El rostro de Massy había quedado de piedra, sombrío. Sólo sus grandes ojos giraban incómodos. Aquel loco de atar. Pero todo lo que decía era cierto. Sí. Billetes de lotería. Todo cierto. ¿Empezar de nuevo? No, esperaba que no…
Pero siempre pasaba eso. El imaginativo borracho del otro lado del mamparo sacudió la quietud mortal que tras sus últimas palabras había invadido el obscuro barco amarrado en un muelle silencioso.
– No se le ocurra decir nada contra George Massy, caballero. Cuando se haya cansado de esperar, se deshará del barco. ¡Fíjese! Todo al cuerno, el barco y el colega. El sabrá cómo…
La voz vacilaba, fatigada, soñadora, pérdida, como desvaneciéndose en un gran espacio abierto.
– … encontrar un truco que funcione. Anda tras esto… no tema…
Tenía que estar muy borracho, pues al cabo se apoderó de él un pesado sueño, repentinamente, como un hechizo, y la última palabra se alargó hasta convertirse en un ronquido interminable, ruidoso, profundo. Luego se acabó hasta el roncar, y todo quedó en calma.

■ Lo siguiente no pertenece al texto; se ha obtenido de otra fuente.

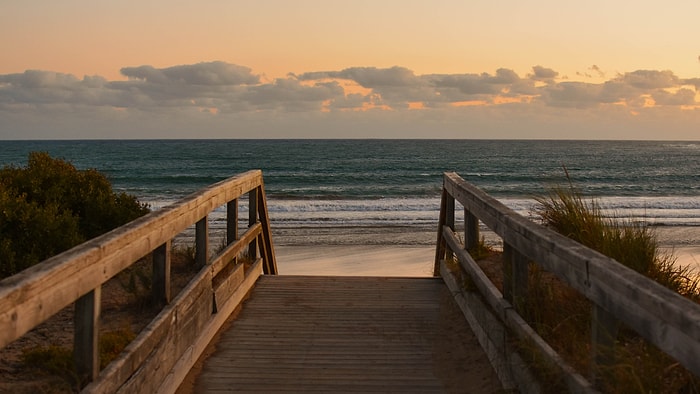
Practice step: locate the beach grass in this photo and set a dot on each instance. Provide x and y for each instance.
(563, 316)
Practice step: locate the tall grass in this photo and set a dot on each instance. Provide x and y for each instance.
(562, 316)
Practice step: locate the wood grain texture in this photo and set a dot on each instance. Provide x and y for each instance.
(663, 317)
(347, 334)
(34, 295)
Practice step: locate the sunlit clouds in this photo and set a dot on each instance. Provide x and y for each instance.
(225, 100)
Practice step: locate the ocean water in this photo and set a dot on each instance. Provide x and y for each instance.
(337, 188)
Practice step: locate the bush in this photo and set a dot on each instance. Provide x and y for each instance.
(50, 206)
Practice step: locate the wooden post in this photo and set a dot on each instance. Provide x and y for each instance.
(201, 239)
(161, 275)
(449, 221)
(85, 342)
(440, 244)
(520, 281)
(471, 230)
(270, 263)
(231, 221)
(252, 219)
(515, 277)
(507, 257)
(603, 336)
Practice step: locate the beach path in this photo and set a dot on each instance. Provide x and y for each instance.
(347, 334)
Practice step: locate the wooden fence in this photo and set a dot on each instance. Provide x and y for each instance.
(162, 354)
(617, 293)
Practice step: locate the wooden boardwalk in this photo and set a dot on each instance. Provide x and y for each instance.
(348, 334)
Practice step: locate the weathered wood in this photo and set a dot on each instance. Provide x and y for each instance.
(32, 296)
(515, 277)
(331, 334)
(229, 254)
(440, 242)
(231, 221)
(160, 290)
(661, 316)
(604, 330)
(471, 230)
(185, 362)
(87, 327)
(269, 259)
(201, 242)
(252, 218)
(512, 320)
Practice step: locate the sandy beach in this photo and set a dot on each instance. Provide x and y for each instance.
(359, 256)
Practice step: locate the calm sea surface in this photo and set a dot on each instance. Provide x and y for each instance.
(379, 183)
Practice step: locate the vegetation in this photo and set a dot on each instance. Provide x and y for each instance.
(50, 206)
(633, 244)
(563, 316)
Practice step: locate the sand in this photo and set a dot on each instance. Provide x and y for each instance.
(356, 259)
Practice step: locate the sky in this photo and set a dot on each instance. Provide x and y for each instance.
(540, 69)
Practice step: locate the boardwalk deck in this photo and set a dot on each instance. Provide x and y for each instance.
(348, 334)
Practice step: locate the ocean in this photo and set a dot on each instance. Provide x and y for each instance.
(388, 191)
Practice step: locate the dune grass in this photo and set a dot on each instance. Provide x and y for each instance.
(563, 317)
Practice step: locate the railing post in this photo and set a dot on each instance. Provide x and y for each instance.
(515, 277)
(268, 251)
(231, 221)
(603, 335)
(201, 239)
(161, 275)
(449, 221)
(471, 230)
(85, 342)
(252, 219)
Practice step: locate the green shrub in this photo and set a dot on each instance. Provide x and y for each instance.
(50, 206)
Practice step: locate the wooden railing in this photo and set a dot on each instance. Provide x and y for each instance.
(162, 354)
(617, 293)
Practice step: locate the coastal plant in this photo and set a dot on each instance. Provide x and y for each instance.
(563, 317)
(49, 206)
(137, 281)
(631, 243)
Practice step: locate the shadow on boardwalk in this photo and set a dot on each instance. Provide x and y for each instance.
(347, 334)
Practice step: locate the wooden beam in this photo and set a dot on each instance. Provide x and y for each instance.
(87, 327)
(161, 275)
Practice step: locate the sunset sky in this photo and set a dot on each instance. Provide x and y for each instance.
(350, 69)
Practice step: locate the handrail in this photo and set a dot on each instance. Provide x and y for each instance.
(658, 314)
(34, 295)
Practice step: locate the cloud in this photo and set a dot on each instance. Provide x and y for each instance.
(210, 74)
(649, 79)
(540, 73)
(224, 97)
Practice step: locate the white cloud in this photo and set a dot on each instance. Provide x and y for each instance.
(228, 100)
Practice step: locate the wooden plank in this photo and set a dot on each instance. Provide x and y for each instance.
(658, 314)
(178, 372)
(87, 326)
(201, 242)
(32, 296)
(160, 290)
(332, 334)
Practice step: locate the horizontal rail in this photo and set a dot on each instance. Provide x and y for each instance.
(658, 314)
(77, 275)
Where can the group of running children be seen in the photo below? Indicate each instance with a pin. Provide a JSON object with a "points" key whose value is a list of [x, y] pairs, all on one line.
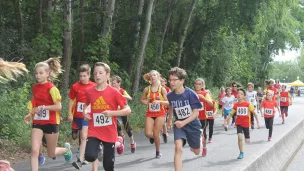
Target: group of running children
{"points": [[98, 108]]}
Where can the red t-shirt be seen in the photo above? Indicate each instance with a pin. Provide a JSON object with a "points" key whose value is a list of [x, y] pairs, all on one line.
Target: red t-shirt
{"points": [[284, 98], [269, 108], [77, 93], [100, 127], [243, 113], [210, 110], [45, 94]]}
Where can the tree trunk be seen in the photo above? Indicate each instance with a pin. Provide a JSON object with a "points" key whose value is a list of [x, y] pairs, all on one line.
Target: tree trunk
{"points": [[108, 18], [82, 2], [19, 19], [136, 36], [40, 15], [170, 11], [143, 46], [67, 42], [182, 37]]}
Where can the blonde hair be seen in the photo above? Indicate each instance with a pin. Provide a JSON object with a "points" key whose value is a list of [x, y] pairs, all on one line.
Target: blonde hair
{"points": [[53, 66], [11, 70], [104, 65], [147, 76]]}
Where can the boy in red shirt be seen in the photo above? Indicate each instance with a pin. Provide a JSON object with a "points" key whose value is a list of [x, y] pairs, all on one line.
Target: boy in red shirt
{"points": [[104, 102], [268, 104], [242, 109], [285, 101], [77, 99]]}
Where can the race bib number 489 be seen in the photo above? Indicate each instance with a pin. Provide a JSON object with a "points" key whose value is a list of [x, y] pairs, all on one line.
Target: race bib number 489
{"points": [[242, 111], [43, 115], [101, 120], [183, 112], [154, 107]]}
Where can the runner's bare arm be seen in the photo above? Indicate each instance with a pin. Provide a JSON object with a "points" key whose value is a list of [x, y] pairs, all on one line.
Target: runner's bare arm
{"points": [[143, 98]]}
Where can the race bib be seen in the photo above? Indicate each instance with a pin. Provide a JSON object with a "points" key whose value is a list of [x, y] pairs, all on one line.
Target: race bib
{"points": [[101, 120], [183, 112], [80, 107], [154, 107], [43, 115], [201, 109], [283, 99], [209, 114], [242, 111], [268, 111]]}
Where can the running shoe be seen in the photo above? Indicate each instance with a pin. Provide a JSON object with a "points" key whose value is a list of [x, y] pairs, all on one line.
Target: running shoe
{"points": [[41, 159], [68, 155], [133, 147], [241, 155]]}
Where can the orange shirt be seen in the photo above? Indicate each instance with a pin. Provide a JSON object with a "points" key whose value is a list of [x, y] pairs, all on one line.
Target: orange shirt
{"points": [[77, 93], [45, 94], [210, 110], [101, 127], [284, 98], [269, 108], [242, 111], [155, 110]]}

Pero daba la impresión de que súbitamente Mr. Massy había empezado a dudar de la eficacia del sueño contra los apuros de uno; o tal vez hubiese hallado el alivio que necesitaba en la quietud de una contemplación tranquila que podía contener los pensamientos vividos de riqueza, de una racha de suerte, de un ocio interminable, y podía poner ante la vista de uno la imagen de todo lo que desease. Porque, se dio vuelta, puso los brazos sobre la litera, y se quedó allí de pie con los pies sobre la vieja chaqueta preferida mirando afuera por el ojo de buey la noche y el río. A veces un aliento de viento entraba y le daba en el rostro, un aliento fresco cargado del toque húmedo y fresco de una gran extensión de agua. Todo lo que podía ver era algún destello ocasional; y en un momento dado pudo suponer que en definitiva había dormitado, pues súbitamente, y sin relación con ningún sueño, aparecieron ante su vista una serie de guarismos llameantes y gigantescos -tres cero siete uno dos- que formaban un número de boleto de lotería. Y luego, de pronto, el ojo de buey ya no estaba negro: era gris perla, y enmarcaba una costa llena de casas, abigarrados techos de paja, paredes de estera y bambú, aguilones de madera de teca labrada. Hileras de viviendas levantadas sobre un bosque de columnas bordeaban la orilla de acero del río, llena de salientes y calmo, con la marea cambiando de signo. Era Batu Beru… y había amanecido.
Mr. Massy se sacudió, se puso la chaqueta de tweed, y temblando muy nervioso, como quien ha sufrido un gran shock, anotó el número. Era una inspiración rara y cargada de buenos augurios. Sí; pero para buscar la fortuna necesitaba dinero… dinero en mano.